I have written about converting Microsoft Word files into text or html using OpenOffice before. However, the wizards I described in that article were crashing when the number of files crossed into several hundreds.
I have written some macros to do the conversion, but they were scary looking and fragile. Fortunately, I now found a tool that does the same job better and with more flexibility. DocConverter by Danny Brewer and Dan Horwood allows to convert a whole directory of files at a time from any to any OpenOffice-understood format.

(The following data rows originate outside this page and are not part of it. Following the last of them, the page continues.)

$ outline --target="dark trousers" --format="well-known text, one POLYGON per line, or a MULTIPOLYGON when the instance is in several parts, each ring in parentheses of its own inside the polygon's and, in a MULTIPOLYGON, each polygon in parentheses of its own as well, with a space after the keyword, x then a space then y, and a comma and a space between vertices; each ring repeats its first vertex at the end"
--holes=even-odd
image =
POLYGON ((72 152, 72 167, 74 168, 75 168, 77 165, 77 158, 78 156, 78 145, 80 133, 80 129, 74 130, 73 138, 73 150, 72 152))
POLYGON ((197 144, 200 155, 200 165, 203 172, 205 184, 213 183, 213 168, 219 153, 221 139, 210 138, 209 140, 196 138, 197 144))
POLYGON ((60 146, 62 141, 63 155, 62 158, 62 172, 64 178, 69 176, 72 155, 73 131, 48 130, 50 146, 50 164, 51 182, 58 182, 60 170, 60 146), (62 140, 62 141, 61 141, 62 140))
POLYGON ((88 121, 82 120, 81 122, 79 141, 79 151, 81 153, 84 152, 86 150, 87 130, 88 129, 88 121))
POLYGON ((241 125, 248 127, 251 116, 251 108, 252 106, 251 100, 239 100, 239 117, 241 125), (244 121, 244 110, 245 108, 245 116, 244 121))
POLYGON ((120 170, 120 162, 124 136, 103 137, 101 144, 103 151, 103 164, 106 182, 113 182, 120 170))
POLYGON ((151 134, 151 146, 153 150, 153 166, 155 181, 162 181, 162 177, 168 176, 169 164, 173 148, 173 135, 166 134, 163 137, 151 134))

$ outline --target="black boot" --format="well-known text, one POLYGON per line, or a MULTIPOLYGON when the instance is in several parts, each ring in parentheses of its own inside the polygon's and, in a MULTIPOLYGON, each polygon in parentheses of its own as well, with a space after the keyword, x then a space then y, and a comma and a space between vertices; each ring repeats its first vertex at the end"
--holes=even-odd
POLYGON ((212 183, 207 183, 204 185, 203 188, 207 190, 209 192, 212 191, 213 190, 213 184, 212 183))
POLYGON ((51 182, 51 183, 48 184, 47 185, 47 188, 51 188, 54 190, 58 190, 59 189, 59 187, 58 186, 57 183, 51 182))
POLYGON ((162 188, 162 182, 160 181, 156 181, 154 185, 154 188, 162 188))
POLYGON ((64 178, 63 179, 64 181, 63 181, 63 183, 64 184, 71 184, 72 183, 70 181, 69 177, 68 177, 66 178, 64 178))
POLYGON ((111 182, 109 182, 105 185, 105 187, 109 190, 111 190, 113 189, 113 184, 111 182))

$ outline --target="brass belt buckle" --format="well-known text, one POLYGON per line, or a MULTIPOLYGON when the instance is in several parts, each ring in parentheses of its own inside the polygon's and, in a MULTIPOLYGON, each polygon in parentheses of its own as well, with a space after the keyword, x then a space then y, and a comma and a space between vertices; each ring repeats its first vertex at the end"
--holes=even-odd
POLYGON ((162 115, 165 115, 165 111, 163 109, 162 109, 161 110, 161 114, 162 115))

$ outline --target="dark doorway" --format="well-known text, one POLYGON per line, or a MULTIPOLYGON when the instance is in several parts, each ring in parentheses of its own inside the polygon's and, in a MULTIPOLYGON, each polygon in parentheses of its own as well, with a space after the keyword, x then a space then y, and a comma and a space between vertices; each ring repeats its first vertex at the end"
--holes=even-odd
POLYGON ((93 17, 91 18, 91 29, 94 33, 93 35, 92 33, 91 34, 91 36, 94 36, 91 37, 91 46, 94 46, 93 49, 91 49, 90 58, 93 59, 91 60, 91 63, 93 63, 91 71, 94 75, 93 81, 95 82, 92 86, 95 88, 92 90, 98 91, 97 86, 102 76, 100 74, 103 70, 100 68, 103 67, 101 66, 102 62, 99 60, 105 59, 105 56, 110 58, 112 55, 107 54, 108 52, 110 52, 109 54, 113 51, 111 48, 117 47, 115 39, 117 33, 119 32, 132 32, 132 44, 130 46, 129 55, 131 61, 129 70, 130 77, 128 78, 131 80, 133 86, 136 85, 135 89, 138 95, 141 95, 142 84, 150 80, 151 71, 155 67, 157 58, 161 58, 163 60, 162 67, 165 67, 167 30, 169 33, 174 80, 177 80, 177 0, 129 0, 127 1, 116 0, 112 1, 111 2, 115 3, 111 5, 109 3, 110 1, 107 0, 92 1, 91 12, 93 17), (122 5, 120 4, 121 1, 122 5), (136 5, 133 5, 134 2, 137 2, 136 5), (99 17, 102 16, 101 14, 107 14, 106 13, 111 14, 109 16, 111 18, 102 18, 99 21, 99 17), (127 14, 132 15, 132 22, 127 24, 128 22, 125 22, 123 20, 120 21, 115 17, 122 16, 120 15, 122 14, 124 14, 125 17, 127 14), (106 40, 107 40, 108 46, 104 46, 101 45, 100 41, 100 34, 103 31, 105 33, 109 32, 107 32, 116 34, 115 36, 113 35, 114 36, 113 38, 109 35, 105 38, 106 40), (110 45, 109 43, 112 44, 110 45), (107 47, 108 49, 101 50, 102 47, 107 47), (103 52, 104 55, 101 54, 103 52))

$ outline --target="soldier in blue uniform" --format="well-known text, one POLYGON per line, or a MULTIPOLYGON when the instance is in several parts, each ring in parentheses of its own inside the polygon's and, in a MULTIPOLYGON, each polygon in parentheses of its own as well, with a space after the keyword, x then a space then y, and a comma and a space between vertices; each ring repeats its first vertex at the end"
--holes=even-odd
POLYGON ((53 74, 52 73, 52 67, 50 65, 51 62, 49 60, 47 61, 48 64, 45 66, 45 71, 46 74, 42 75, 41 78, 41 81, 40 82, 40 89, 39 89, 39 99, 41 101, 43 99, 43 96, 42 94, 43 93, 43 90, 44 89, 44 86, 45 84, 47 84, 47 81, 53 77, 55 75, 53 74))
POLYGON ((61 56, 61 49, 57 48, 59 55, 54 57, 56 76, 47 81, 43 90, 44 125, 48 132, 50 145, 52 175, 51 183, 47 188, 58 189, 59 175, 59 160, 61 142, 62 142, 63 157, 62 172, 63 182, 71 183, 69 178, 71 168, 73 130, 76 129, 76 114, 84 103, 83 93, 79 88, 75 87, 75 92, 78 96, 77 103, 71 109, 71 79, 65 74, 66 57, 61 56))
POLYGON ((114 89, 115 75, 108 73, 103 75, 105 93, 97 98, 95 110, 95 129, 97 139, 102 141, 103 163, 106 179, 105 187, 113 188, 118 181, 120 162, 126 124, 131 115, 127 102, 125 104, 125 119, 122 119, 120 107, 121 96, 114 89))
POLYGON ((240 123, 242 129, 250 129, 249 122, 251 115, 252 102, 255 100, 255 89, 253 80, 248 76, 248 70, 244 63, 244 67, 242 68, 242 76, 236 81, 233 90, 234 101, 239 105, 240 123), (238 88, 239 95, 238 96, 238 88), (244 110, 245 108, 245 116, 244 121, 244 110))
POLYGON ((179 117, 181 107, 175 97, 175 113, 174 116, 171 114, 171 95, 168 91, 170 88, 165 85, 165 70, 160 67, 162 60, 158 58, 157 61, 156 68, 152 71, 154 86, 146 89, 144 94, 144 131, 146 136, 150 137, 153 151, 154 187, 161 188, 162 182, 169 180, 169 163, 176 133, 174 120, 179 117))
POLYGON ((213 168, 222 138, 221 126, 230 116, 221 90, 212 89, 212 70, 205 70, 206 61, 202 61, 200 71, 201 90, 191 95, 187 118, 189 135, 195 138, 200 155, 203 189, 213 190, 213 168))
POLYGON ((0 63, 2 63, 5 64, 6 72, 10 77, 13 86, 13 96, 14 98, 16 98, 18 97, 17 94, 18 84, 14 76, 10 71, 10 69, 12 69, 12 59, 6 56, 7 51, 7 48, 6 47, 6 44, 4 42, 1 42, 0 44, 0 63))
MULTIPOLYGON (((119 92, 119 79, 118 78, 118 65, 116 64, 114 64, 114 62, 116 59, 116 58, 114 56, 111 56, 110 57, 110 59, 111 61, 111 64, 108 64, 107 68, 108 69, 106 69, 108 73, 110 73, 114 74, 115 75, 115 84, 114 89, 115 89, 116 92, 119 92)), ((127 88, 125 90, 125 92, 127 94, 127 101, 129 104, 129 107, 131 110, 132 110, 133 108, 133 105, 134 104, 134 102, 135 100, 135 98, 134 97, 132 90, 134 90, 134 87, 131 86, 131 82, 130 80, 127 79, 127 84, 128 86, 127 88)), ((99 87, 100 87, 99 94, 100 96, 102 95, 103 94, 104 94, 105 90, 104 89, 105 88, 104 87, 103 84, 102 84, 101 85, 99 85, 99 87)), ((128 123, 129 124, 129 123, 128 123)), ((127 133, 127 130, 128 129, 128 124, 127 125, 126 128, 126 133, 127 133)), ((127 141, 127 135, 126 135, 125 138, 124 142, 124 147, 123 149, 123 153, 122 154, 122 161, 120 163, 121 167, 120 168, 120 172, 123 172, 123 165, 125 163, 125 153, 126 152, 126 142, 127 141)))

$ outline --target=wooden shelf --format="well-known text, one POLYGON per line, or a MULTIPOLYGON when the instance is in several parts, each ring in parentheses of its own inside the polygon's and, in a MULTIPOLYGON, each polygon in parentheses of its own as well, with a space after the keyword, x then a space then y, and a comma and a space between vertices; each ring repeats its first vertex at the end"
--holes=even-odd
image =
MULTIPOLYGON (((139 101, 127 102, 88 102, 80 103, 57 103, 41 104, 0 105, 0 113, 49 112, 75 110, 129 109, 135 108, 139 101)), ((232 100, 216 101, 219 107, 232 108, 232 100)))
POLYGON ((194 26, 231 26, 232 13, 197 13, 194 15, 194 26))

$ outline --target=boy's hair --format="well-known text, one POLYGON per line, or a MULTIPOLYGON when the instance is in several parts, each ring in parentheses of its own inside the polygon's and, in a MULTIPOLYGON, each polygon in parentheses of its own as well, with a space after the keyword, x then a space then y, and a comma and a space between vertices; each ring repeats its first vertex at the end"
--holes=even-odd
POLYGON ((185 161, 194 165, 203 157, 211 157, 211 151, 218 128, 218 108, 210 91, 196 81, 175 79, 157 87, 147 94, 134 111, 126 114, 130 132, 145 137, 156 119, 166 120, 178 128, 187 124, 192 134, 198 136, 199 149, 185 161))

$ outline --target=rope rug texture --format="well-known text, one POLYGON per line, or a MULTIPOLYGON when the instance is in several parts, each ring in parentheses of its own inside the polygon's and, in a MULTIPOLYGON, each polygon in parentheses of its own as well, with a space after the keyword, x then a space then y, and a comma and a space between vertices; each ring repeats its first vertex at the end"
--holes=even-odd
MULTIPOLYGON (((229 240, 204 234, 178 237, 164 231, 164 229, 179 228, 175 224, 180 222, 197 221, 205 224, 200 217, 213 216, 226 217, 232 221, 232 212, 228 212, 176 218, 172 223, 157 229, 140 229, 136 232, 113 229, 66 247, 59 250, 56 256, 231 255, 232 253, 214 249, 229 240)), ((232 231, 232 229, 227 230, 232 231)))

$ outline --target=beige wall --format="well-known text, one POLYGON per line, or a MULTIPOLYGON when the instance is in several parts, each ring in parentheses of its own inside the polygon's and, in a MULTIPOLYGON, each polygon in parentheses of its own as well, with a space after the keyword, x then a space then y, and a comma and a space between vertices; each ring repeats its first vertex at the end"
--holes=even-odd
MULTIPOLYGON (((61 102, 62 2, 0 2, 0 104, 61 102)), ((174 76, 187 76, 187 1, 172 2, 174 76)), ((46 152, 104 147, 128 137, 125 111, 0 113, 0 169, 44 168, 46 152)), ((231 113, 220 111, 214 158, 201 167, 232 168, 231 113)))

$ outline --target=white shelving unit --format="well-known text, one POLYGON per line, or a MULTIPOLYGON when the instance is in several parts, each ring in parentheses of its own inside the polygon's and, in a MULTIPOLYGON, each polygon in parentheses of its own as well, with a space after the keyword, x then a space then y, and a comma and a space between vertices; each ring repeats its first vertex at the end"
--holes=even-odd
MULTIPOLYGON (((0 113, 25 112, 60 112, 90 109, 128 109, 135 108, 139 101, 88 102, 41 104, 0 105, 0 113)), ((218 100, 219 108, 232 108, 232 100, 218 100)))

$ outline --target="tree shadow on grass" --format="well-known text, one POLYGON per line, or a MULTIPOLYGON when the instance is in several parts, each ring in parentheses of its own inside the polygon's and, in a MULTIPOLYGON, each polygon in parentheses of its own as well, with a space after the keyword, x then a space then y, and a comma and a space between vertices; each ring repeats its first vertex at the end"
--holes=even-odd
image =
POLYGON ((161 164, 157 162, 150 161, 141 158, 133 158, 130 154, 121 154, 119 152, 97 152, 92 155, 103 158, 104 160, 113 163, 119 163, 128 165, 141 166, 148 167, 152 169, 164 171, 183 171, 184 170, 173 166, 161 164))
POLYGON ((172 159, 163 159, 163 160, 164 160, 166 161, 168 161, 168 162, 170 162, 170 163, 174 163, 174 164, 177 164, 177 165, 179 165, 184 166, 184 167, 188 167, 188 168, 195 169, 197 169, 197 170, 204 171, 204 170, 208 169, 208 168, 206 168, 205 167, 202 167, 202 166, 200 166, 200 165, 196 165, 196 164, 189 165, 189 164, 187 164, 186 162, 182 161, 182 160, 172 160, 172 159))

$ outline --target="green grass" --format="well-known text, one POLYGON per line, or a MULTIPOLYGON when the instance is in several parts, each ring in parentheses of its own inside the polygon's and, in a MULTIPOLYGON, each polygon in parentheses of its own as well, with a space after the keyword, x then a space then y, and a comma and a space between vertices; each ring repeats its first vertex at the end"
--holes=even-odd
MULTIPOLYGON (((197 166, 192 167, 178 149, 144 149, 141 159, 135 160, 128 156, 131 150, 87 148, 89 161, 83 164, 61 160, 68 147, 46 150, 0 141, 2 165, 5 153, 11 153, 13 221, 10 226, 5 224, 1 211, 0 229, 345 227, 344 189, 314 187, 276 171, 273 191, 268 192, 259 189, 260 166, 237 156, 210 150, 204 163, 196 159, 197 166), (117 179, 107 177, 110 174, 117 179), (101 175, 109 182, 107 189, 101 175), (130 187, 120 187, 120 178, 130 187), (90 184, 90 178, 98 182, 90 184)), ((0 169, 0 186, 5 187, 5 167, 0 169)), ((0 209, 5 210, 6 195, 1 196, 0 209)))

I have just converted more than a thousand documents from doc to txt without any problems. Actually, I had a small problem, but it was my fault. I had some corrupted files that OO would not open and that was breaking DocConverter and throwing some ugly looking Basic runtime error. I had to delete the problem files, kill the Open Office (stop macro did not) and rerun the tool. Otherwise, it just run.
May 21st, 2008 at 5:54 am
Once upon the time there was a pretty good tool in the installation of Google Desktop (pdf2txt, ppt2txt, etc).
May 28th, 2008 at 7:05 am
Thanks Alex,
I never actually installed Google Desktop (not that I totally distrust Google or anything), so haven’t seen those tools. But it is good to know they exist (or is it now ‘existed’?).
June 28th, 2008 at 10:21 pm
I had a similar problem a few years ago. I finally managed to write a delphi pascal program that could convert doc to txt. But it was very slow and had to be baby-sitted (sat?). It’s a perennial problems for corpus building.